Since 2013, Adil has performed outside Kashmir with his group over fifty times. Besides he accompanies his father whenever the need arises. As a solo singer Adil has travelled to Allahabad, Bombay, Delhi, Jaipur, and Jammu with his group and performed at private parties and functions. “Almost ninety per cent of these private functions are organized by Kashmiri Pandits. They are the ones who are keeping our music alive,” feels Adil. “Outside Kashmir we only sing traditional Kashmiri Sufi poetry, which KP’s like and appreciate the most.”

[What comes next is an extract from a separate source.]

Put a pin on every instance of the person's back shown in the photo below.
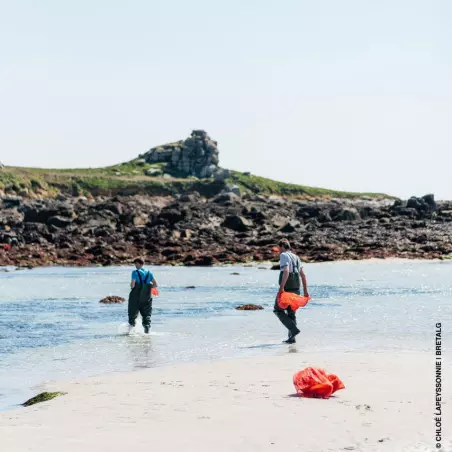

Adil and his group of six musicians charge Rs 60,000 for a night’s performance in Jammu. If the performance is in Delhi then the charges are more than one lakh rupees. “We have to manage travel on our own while accommodation is managed by the host,” said Adil.
The demand for singers among Kashmiris who live outside the valley has increased over the last two decades. “They don’t like ghazals or new songs. These people want to stay connected with their roots through music,” feels Gulzar.
That is why every young singer like Aslam, Suhail and Adil, who could sing old Sufiana Kashmiri folk are in demand outside the valley. “We get so many requests for performances that I and my father rent a room in Jammu during winters,” said Adil. “From Jammu, we travel to the rest of India during winters. From Jammu, it is easy to do so.”
Last year Adil was given Seshrang Award-2018, for being the promising folk singer of Kashmir. Adil has over 250 recordings to his credit, so far. “These video CD’s help us connect with our audiences. Besides, our songs are now available on Youtube as well. This helps an artist to reach out to people outside Kashmir easily now.”